Why Save an Endangered Species?

Protecting endangered species is important to maintain biodiversity in an increasingly unstable environment. We don’t know what the future holds or where our next medicine will come from and every unique adaptive genetic pattern may hold unforeseen importance. It is important to protect keystone species which are foundational to ecosystem balance. Natural selection has its place, but when humans are wiping out mass quantities of biodiversity and the only reliable survival trait any species has is how effectively it can survive on human waste, a lot of potentially valuable genetic coding is being lost. To the best of our ability, we should attempt to protect the existence of all endangered species because we do not yet fully understand every interaction a single species has on its surroundings of the potentially irreparable damage the the ecosystem which could be caused by the removal of any one species. When it is not possible to save all endangered species, a decision must be made to focus on protecting the important species which are known to be crucial aspects of the ecosystem of which we are also a part. 

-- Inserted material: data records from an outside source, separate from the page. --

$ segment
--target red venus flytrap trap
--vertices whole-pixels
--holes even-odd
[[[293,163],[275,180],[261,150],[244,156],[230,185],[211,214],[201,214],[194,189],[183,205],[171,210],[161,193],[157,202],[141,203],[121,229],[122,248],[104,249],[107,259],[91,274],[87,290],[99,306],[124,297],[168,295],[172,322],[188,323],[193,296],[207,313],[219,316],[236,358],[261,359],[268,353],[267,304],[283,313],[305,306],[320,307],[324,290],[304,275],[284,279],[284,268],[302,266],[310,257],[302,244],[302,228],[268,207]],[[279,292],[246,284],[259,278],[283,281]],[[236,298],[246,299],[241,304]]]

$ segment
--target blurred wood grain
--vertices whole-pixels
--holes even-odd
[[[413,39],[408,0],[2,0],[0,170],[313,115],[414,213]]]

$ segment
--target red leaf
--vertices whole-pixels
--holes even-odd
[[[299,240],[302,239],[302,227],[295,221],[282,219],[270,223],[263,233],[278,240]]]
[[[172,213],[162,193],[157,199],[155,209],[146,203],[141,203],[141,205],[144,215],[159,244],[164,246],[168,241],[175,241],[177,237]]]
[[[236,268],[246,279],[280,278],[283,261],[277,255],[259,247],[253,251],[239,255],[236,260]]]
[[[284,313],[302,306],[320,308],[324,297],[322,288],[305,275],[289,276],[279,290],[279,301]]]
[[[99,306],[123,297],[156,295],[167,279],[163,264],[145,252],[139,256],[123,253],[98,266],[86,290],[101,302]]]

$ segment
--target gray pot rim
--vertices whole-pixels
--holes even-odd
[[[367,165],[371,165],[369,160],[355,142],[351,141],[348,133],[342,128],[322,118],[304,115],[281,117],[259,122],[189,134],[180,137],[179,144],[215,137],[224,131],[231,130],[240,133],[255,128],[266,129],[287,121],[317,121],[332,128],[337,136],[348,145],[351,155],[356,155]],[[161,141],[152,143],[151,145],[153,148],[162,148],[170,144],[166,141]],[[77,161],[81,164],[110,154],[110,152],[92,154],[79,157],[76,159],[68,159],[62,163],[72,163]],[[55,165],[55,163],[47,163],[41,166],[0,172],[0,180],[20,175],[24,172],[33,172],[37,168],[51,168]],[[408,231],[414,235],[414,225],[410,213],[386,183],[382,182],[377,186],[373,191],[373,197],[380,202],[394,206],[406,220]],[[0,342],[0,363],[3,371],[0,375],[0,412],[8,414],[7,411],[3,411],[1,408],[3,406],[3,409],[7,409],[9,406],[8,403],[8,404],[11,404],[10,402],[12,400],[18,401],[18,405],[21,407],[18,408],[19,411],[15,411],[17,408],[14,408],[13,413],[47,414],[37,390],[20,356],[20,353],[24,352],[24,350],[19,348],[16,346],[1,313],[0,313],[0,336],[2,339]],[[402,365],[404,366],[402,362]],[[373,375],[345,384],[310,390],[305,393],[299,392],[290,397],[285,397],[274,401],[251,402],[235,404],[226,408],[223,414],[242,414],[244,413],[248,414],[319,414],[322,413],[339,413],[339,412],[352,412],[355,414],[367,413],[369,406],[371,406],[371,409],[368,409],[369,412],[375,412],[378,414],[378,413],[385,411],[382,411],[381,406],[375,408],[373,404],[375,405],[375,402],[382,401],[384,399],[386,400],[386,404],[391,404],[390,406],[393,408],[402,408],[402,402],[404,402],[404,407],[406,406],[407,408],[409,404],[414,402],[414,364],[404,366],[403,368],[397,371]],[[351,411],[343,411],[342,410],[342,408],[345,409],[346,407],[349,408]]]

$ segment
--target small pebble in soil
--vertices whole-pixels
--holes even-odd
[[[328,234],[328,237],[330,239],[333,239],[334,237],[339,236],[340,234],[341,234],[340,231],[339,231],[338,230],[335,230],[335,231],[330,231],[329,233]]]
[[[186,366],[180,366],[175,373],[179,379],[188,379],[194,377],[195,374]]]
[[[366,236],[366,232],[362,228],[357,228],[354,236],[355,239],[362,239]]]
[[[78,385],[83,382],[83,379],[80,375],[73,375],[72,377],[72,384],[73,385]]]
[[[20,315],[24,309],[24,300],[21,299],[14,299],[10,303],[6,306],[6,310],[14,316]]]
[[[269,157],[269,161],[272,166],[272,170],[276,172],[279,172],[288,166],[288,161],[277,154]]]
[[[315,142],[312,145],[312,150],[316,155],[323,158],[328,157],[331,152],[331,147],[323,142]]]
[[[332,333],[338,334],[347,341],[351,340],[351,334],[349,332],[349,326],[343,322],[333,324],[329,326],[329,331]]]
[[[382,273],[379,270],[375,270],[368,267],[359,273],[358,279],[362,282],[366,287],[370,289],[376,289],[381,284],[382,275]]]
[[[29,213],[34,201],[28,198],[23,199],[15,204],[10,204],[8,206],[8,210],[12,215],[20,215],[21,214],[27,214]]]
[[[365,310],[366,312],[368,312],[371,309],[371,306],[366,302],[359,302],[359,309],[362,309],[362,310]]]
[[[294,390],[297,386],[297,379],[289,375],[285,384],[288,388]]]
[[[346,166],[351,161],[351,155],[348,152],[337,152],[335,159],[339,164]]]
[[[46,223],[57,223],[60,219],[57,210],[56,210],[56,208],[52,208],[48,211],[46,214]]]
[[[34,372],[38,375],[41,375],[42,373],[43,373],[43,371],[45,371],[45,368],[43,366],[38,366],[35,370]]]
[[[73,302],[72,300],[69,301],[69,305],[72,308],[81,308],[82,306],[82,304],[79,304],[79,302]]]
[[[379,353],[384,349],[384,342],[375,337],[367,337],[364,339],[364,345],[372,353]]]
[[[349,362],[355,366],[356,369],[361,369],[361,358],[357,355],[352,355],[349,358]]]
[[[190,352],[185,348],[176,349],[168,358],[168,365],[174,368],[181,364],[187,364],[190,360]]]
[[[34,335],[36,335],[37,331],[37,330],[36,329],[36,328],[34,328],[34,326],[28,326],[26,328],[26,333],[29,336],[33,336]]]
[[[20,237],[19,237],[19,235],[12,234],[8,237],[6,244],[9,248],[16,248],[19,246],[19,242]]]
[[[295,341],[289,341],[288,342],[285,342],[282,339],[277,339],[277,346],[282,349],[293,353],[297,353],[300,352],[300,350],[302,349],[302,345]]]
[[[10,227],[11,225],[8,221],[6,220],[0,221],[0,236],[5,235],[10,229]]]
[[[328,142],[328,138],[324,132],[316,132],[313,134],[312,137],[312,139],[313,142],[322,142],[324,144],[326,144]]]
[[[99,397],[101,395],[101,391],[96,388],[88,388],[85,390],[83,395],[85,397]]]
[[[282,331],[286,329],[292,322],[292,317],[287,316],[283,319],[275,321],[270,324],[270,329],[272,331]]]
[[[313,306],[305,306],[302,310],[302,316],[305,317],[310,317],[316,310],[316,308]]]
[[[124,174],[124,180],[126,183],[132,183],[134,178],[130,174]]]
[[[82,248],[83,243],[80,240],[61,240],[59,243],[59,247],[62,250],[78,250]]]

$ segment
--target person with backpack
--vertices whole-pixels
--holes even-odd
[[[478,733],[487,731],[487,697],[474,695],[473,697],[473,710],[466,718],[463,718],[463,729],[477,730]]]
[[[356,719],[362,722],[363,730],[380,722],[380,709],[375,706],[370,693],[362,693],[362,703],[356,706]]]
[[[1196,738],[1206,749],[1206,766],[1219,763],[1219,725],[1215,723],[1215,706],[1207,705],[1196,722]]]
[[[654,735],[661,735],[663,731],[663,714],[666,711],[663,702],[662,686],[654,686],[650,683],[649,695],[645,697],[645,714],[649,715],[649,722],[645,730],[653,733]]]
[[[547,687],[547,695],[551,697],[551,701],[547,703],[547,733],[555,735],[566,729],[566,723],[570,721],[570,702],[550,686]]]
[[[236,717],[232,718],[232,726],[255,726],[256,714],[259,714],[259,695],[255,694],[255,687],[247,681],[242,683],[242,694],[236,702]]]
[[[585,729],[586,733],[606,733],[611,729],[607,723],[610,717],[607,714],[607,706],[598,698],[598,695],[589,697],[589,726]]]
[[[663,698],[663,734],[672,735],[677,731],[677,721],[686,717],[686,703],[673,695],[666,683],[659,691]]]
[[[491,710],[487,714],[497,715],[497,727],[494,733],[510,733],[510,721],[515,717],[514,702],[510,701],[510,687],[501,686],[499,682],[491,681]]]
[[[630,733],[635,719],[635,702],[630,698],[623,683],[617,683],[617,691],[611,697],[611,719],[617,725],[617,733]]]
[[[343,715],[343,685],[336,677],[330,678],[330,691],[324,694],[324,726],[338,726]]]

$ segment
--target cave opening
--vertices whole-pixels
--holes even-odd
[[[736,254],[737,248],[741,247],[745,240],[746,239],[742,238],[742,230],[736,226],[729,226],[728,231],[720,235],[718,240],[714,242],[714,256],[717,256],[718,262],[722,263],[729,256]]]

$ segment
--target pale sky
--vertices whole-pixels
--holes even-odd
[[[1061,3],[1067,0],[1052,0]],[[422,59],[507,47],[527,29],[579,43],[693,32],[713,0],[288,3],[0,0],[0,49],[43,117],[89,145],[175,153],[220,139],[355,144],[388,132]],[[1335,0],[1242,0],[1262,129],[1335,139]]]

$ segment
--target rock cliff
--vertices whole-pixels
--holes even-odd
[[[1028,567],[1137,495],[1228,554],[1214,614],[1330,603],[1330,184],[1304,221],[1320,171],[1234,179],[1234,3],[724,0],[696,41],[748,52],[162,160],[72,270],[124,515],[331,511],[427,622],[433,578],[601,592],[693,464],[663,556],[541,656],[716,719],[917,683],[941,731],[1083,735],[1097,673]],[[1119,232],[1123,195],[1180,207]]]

For example, if sea acidity continues to increase, it will reach a level high enough to wipe out all sea algae at once. When this happens we will lose half of the oxygen producing plant life on the planet and large mammals such as humans will disappear shortly after. Sea algae is therefore a keystone species which should be protected if we value our own continued existence.

Cute and colourful rare birds probably don’t fit into that category. The Orange-bellied Parrot isn’t even a particularly well known Australian iconic animal. The main thing it has going for it is that it is pretty, and I’d like to live in a world where we don’t just let all the beautiful things die just because they aren’t profitable.